Convocazione assemblea condominiale

Con l’ordinanza n. 16399/2025, la seconda sezione civile della Cassazione ha ribadito che l’articolo 66, comma 3, delle disposizioni di attuazione del c.c. impone modalità tassative per la comunicazione dell’avviso di convocazione dell’assemblea condominiale. Tale disciplina è inderogabile e non può essere modificata neanche da regolamenti interni o consuetudini. 

Il caso concreto

Nel caso esaminato, alcuni condomini avevano impugnato una delibera assembleare sostenendo che l’avviso di convocazione fosse stato inviato tramite posta elettronica ordinaria e affissione in bacheca condominiale, invece che tramite posta certificata, fax, raccomandata o consegna a mano, come previsto dalla normativa.

La Corte d’Appello aveva ritenuto valida la delibera, ma la Cassazione ha accolto il ricorso, ritenendo che tali modalità non garantiscano la certezza della ricezione né la regolarità formale della convocazione. 

Cosa dice l’art. 66 disp. att. c.c.

L’art. 66, comma 3, dispone che l’avviso di convocazione — con ordine del giorno, luogo e ora — debba essere comunicato almeno cinque giorni prima della prima convocazione a mezzo:

  • posta raccomandata,

  • posta elettronica certificata (PEC),

  • fax,

  • o consegna a mano.

Queste forme sono espressamente tipizzate e non derogabili, ai sensi del comma 4 e dell’art. 72 disp. att. c.c., che non permette ai regolamenti di modificare tali prescrizioni. 

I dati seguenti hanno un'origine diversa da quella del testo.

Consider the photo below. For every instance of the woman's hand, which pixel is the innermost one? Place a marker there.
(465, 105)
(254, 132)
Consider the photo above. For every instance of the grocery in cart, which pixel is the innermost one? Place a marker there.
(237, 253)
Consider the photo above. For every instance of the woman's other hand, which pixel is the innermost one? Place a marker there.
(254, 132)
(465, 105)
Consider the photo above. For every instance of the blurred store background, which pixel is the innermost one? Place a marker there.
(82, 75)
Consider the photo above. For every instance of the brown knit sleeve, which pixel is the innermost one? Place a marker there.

Le motivazioni della Corte: certezza e trasparenza

Secondo la Corte Suprema, il requisito fondamentale della convocazione è garantire la certezza della conoscenza da parte di ciascun condomino, nel corretto termine dilatorio di cinque giorni. L’utilizzo di modalità più informali, come email non certificata, WhatsApp o affissioni in bacheca, non offre alcuna garanzia reale e reale evidenza dell’avvenuto ricevimento. Di conseguenza, tali modalità non soddisfano la forma prescritta e rendono annullabile la delibera assembleare ai sensi dell’art. 1137 c.c.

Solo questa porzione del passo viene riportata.